14. Hukuk Dairesi 2016/213 E. , 2017/9268 K.
"İçtihat Metni"MAHKEMESİ:Asliye Hukuk Mahkemesi
Davacı vekili tarafından, davalılar aleyhine 16.06.2014 gününde verilen dilekçe ile asıl dava elatmanın önlenmesi, ecrimisil karşı dava şahsi hakka davalı tapu iptali ve tescil talebi üzerine yapılan duruşma sonunda; asıl davanın meni müdahale talebinin kabulüne ecrimisil talebinin kısmen kabul kısmen reddine dair verilen 01.06.2015 günlü hükmün Yargıtayca incelenmesi davacı vekili tarafından istenilmekle süresinde olduğu anlaşılan temyiz dilekçesinin kabulüne karar verildikten sonra dosya ve içerisindeki bütün kağıtlar incelenerek gereği düşünüldü:
_ K A R A R _
Asıl dava, elatmanın önlenmesi ve ecrimisil, karşı dava şahsi hakka dayalı tapu iptali ve tescil istemine ilişkindir.
Davacı vekili, 10798 ada 2 parselin davacıya ait olduğunu, davalıların davacıya ait evin giriş katını para vermeden kullandıklarını beyan ederek davalıların taşınmazdan tahliyelerine, geriye dönük on yıllık ecrimisil miktarı olan 10.000 TL alacağın alacağı almaya hak ettikleri tarihten itibaren işleyecek faiziyle birlikte davalılardan tahsiline karar verilmesini talep etmiştir.
Davalılar vekili davanın reddini savunarak, karşı davada dava konusu taşınmazın şeklen davacı adına kayıtlı olduğunu beyan ederek tapu kaydının iptali ile davalılar adına tapuya kayıt ve tesciline karar verilmesini istemiştir.
Mahkemece, asıl davada meni müdahale davasının kabulüne, ecrimisil talebinin kısmen kabul kısmen reddine, karşı davanın reddine karar verilmiştir.
Hükmü, davacı vekili temyiz etmiş olup, davacı vekili 06.07.2015 tarihli temyiz dilekçesinde davadan feragat ettiklerini beyan etmiştir.
Yargıtay Hukuk Genel Kurulunun 19.12.2012 tarihli, 2012/13-1369 Esas, 2012/1221 Karar sayılı kararının gerekçesinde ayrıntılı olarak açıklandığı üzere; kural olarak davadan feragatin temyiz isteğinden vazgeçme yanında daha geniş kapsamlı olduğu aşikârdır.
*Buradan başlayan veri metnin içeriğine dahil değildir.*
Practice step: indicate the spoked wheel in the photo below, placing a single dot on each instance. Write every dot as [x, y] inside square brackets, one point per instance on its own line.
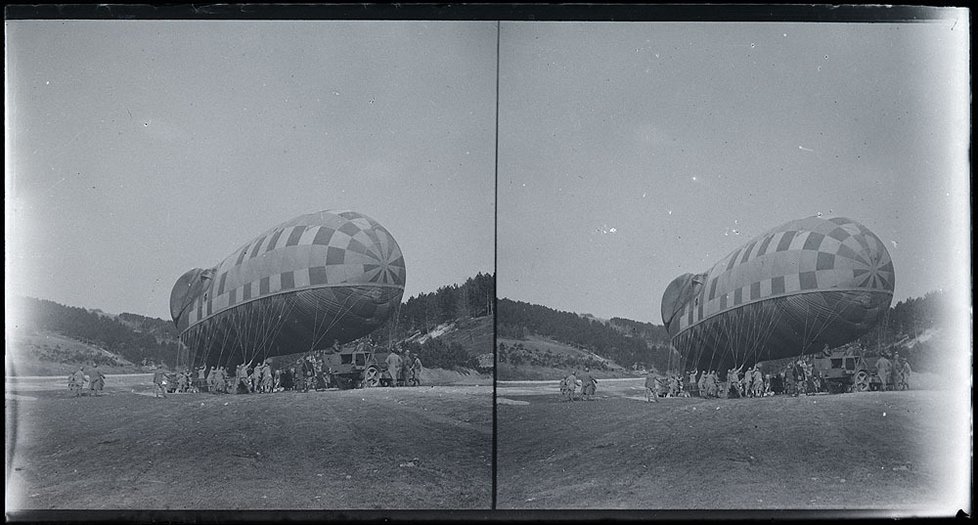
[371, 377]
[861, 382]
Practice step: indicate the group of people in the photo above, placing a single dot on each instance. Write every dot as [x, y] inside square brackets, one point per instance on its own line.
[95, 379]
[309, 372]
[404, 370]
[571, 385]
[707, 384]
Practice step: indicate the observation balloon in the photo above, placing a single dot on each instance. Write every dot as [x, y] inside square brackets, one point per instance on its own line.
[803, 285]
[319, 279]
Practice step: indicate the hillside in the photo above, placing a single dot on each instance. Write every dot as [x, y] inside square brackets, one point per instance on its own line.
[537, 342]
[539, 358]
[55, 339]
[627, 343]
[450, 328]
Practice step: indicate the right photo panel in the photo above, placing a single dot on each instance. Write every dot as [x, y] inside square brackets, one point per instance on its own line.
[733, 266]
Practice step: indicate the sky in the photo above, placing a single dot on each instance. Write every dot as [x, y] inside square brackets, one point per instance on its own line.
[137, 150]
[631, 153]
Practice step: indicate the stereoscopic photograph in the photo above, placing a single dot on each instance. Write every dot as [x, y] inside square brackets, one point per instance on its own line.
[733, 266]
[427, 262]
[250, 264]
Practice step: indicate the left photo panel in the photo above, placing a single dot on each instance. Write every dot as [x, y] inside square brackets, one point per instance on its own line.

Zira birincide temyiz dilekçesinin reddine karar verilmekle yetinilecek, diğerinde ise feragatin hukuki niteliği gereği bu konuda karar verilmek üzere mahkeme kararı bozulacaktır. Aynı zamanda verilen bu iki dilekçenin birbirinin devamı niteliğinde olduğu ve davadan feragatin bir yerde temyizden feragat isteğini de içereceği düşünülerek davadan feragat isteği esas alınarak çözüme ulaşılması gerektiği görüşü benimsenmiştir.
6100 sayılı HMK"nın 307. maddesinde feragatin, davacının, talep sonucundan kısmen veya tamamen vazgeçmesi olduğu belirtilmiştir. Aynı yasanın 308. maddesi gereğince de kabul, davacının talep sonucuna davalının kısmen veya tamamen muvafakat etmesidir. Kabul, ancak tarafların üzerinde serbestçe tasarruf edebilecekleri davalarda hüküm doğurur.
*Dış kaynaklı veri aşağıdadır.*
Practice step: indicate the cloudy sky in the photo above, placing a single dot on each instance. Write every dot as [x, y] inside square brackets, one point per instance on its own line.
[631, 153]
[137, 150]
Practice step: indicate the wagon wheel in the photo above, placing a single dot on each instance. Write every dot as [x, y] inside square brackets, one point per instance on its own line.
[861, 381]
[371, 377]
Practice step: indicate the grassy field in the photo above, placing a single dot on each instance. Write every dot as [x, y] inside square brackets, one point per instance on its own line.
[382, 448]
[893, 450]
6100 sayılı HMK"nın "Feragat ve kabulün şekli" başlıklı 309. maddesi hükmüne göre de feragat ve kabul, dilekçeyle veya yargılama sırasında sözlü olarak yapılır. Feragat ve kabulün hüküm ifade etmesi, karşı tarafın ve mahkemenin muvafakatine bağlı değildir. Kısmen feragat veya kabulde, feragat edilen veya kabul edilen kısmın, dilekçede yahut tutanakta açıkça gösterilmesi gerekir. Feragat ve kabul, kayıtsız ve şartsız olmalıdır.
Yukarıda belirtildiği üzere feragatin kati bir hükmün hukuki neticelerini hasıl edeceği hükme bağlanmıştır. Yine belirtmek gerekir ki feragatin geçerliliği karşı tarafın muvafakatine bağlı değildir. Etkisini onu yapanın tek yönlü irade beyanı ile doğurur. Bu nedenle mahkemece verilen kararın davacının davadan feragati hakkında mahkemesince bir karar verilmek üzere bozulması gerekir. Yargıtay"ın yerleşmiş uygulamaları da bu doğrultudadır. (11.04.1940 tarihli ve 70 sayılı Yargıtay İçtihadı Birleştirme Kararı, 27.05.1992 tarihli ve 1992/2-250/364 sayılı Yargıtay Hukuk Genel Kurulu Kararı)
Bu nedenle kararın davacının davadan feragati hakkında mahkemesince bir karar verilmek üzere bozulması gerekmiştir.
SONUÇ: Yukarıda açıklanan nedenlerle, davacının temyiz itirazlarının kabulü ile hükmün BOZULMASINA, peşin yatırılan harcın istek halinde yatırana iadesine, kararın tebliğinden itibaren 15 gün içinde karar düzeltme yolu açık olmak üzere, 11.12.2017 gününde oybirliği ile karar verildi.